With much of the country under lockdown and some jurisdictions, such as the state of California, restricting person over the 65 from leaving their homes, fitness professionals, especially those who are self-employed, should consider temporarily transitioning to virtual sessions conducted via Skype, Hangout, Blue Jeans, or FaceTime. Many of these applications are free and the majority of modern-day iPhones have FaceTime capabilities. If virtual training arrangements are not possible, fitness professionals should regularly check in with their clients to ensure they are staying on track, helping ease the transition when they will inevitably be meeting with you again.

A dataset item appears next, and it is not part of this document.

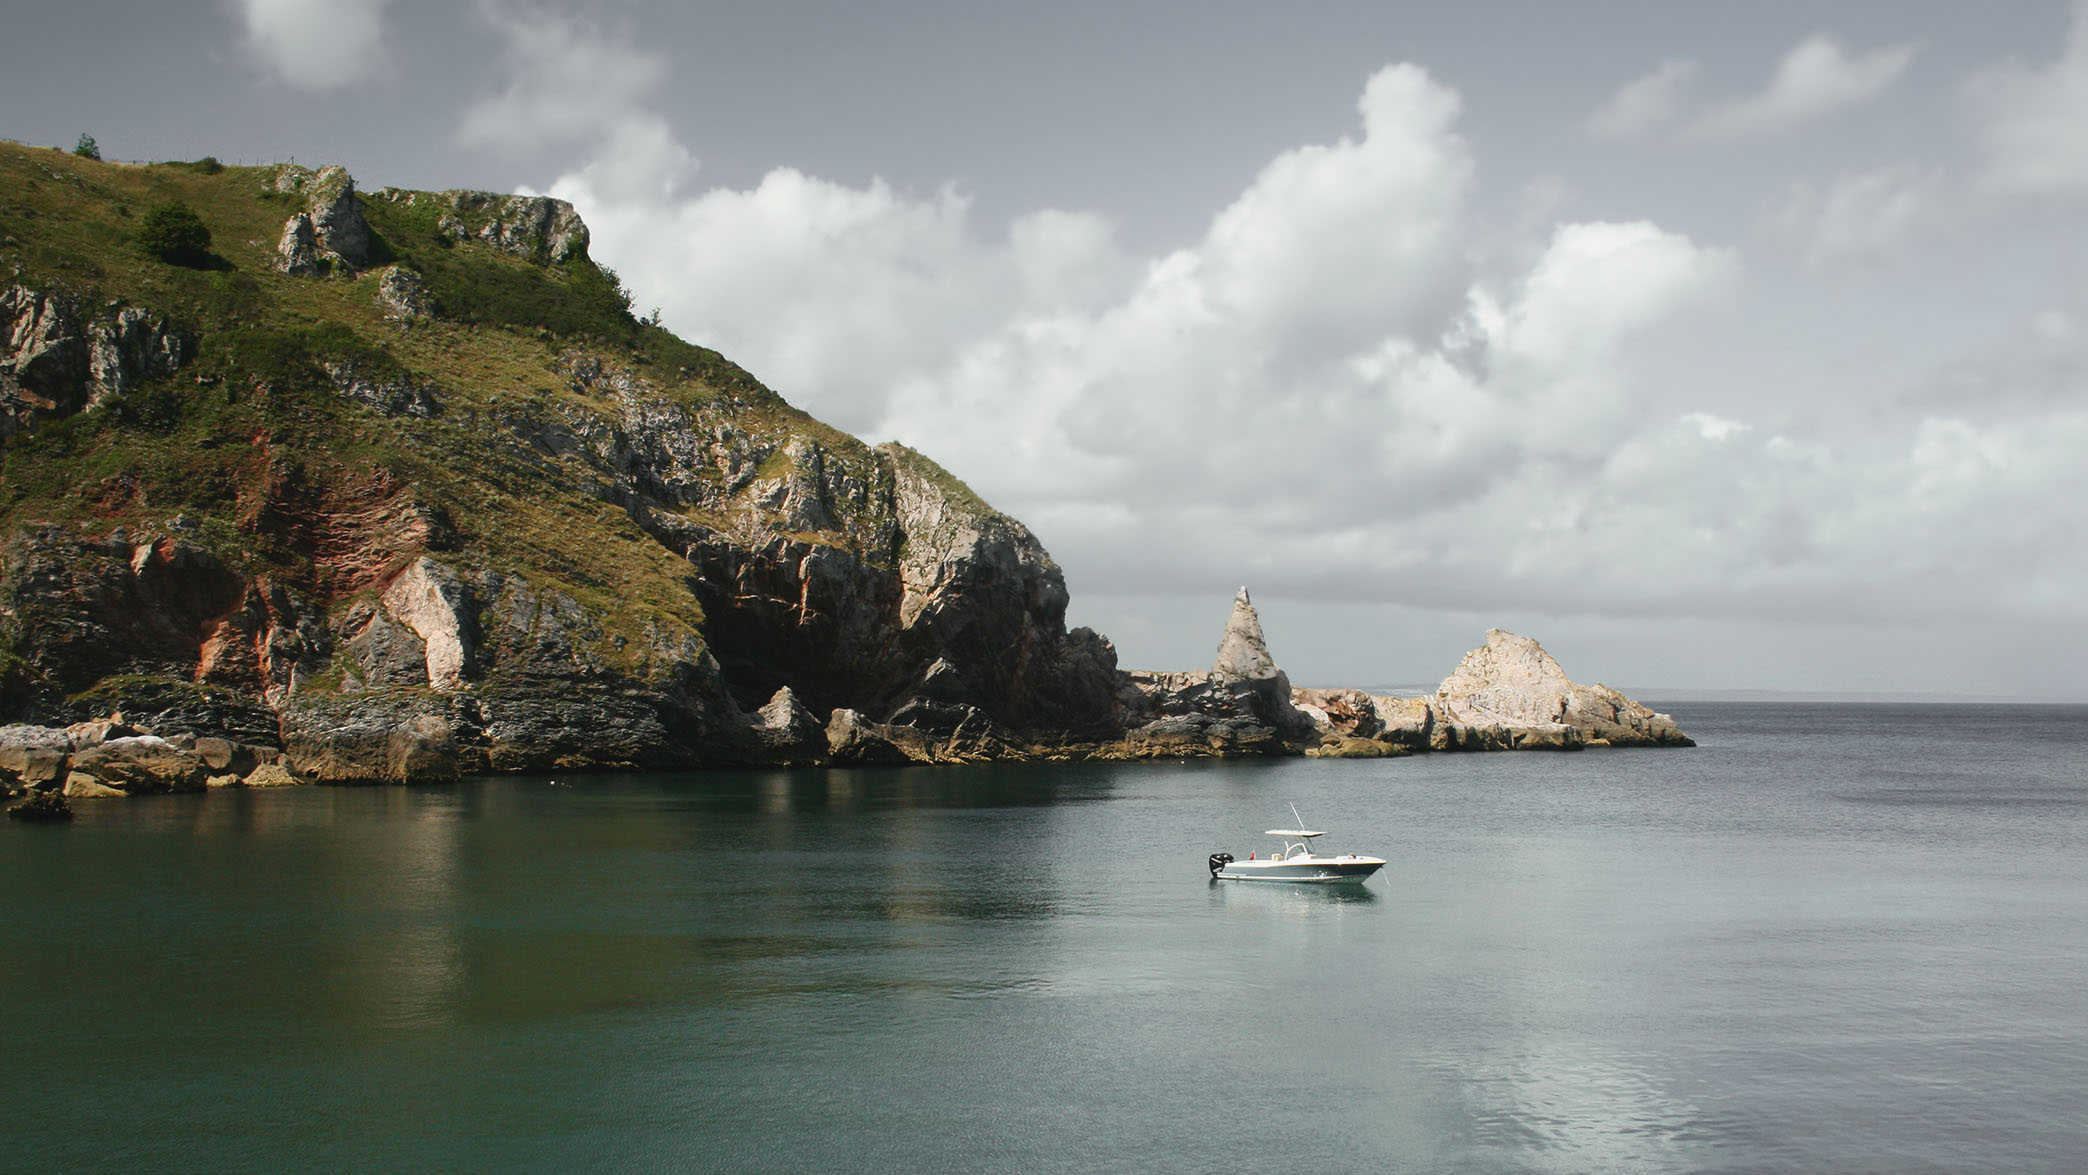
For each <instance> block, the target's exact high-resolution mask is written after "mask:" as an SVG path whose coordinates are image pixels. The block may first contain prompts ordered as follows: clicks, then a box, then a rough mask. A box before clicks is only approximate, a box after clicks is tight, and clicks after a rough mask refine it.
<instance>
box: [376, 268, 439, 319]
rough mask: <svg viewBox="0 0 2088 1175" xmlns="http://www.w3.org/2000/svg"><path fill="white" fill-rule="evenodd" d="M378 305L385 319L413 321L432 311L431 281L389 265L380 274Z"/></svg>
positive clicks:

  1. Invest some time in professional development.

Investor magnate Warren Buffet has a reputation as a voracious reader, consuming newspapers, novels, and journals in upwards of five hours per day. He attributes much of his success as an investor to possessing a wide breadth of knowledge on a number of subjects and industries. Many fitness professionals fail to reach five hours of reading, or more broadly, professional development per week, let alone per month. Use this time to devour a subject or domain on which you know very little or an area that will help you better service your clients.

Joseph Giandonato, MBA, MS, CSCS presently serves as a Fitness Specialist at the Philadelphia College of Osteopathic Medicine, where he assists with the oversight of recreational and college-wide wellness programming. Giandonato also serves as a part-time faculty member at Eastern University and Chestnut Hill College, where he teaches exercise science electives. Previously, Giandonato served as the Manager of Health Promotion and Wellness at Drexel University where he initiated and implemented the award winning A HEALTHIER U campus wellness initiative. Additionally, Giandonato serves as an instructor for the World Instructor Training Schools, through which he’s helped certify hundreds of personal trainers since 2010.

References

  1. Besedovsky, L., Lange, T., & Born, J. (2012). Sleep and immune function. Pflugers Archive European Journal of Physiology, 463 (1), 121-137.
  2. Said, E.A., Al-Abri, M.A., Al-Saidi, I., Al-Balushi, M.S., Al-Busaidi, J.Z., Al-Reesi, I., Koh, C.Y., Idris, M.A., Al-Jabri, A.A., & Habbal, O. (2019). Sleep deprivation alters neutrophil functions and levels of Th1-related chemokines and CD4⁺ T cells in the blood. Sleep and Breathing, 23 (4), 1331-1339.